4 聞いてないぞ

「ヒョロヒョロ男、そのニヤケ顔を引っ込めろ」

 ウェティブがそう言うと、その音声を聞いた笠原拓は声をあげて笑い出した。ウェティブ自身も困惑した。音声再生時のヘルツが思っていたより高く設定されている。


「もう動いて大丈夫だぞ」

 それを聞いて起き上がる。反動で作業台から転がり落ちた。呆れた声が聞こえてくる。

「笠原工業最新の家庭用モデルなんだから、いきなり壊すなよ? しかもプロトタイプだから唯一無二。ほかと被らない。だからどっからどう見ても、人間のティーンエイジャーだ」

「ティーンエイジャーだって?」

「そこに鏡あるぞ」


 立ち上がり、転送先の機体の姿を見た。正規品の証明である頭上の円環は掲げられていなかった。見たところ、15歳くらいの子供の機体だろうか。学生服を着ている。緑色の目はそのままだったが。

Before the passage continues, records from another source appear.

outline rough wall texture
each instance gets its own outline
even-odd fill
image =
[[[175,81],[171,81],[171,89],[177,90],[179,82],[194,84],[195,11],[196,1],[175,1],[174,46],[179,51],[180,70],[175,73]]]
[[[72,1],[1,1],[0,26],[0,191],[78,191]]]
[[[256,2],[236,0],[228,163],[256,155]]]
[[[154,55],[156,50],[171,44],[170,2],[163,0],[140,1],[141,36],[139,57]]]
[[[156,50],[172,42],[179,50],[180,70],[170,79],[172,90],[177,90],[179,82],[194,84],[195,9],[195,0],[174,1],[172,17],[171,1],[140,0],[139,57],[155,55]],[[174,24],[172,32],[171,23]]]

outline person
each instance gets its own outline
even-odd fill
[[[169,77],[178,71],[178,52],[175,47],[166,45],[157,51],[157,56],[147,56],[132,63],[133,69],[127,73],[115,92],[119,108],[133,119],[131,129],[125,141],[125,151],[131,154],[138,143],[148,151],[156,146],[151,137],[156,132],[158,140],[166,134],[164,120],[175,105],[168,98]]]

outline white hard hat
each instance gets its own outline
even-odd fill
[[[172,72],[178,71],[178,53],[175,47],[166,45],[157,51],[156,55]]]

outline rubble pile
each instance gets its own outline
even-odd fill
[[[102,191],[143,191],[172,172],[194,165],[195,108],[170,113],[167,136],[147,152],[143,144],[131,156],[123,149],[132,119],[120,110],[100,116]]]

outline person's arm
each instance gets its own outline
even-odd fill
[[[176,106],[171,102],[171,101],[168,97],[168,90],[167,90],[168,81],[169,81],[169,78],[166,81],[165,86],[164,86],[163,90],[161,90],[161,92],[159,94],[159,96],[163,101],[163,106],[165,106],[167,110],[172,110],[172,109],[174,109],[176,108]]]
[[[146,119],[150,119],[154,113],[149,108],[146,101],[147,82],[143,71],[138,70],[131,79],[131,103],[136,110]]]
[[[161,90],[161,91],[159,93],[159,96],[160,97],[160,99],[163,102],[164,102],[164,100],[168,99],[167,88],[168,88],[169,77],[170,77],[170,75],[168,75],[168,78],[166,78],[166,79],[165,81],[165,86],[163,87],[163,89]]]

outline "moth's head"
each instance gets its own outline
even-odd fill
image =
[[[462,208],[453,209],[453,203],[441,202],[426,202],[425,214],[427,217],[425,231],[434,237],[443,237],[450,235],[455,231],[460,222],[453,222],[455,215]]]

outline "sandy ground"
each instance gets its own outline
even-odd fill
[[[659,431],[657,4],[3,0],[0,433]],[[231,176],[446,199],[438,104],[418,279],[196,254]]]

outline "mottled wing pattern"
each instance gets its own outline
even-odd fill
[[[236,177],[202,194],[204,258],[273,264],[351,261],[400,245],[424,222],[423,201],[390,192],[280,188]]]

「リミッターも外してるから見た目以上の性能が出せるよ。新しいボディはどうだ。気に入ったか?」

「子供のモデルだなんて、聞いてないぞ」

「子供の姿の方が、相手の懐に入りやすいだろ。なんたって、AI至上主義の集会に行くんだからな」

「それも聞いてない」

「今、言った。それに正確にいえば、集会に参加するのは、おまえだよ」

「なんだって?」


 拓は椅子に座って、サングラスをかけた。視線が陰る。ニヤッと笑みを浮かべて続ける。

「俺たちはAI主義者の崇拝しているMについて調べるために来た。集会に参加して糸口を探す。指示は俺が出す」


「そもそもここは、どこなんだ」

「まだ中立地帯だよ」

 窓の外を見やる。建物の二階か三階ほどの高さだった。モダンな街並みが広がる。時刻は夕方だろうか。空のずっと向こうが暗がりに沈みつつある。


「そして、すぐ北側に、俺たちの目的地の狭間がある」

 ウェティブもつられて、拓の示した方角へ視線をやった。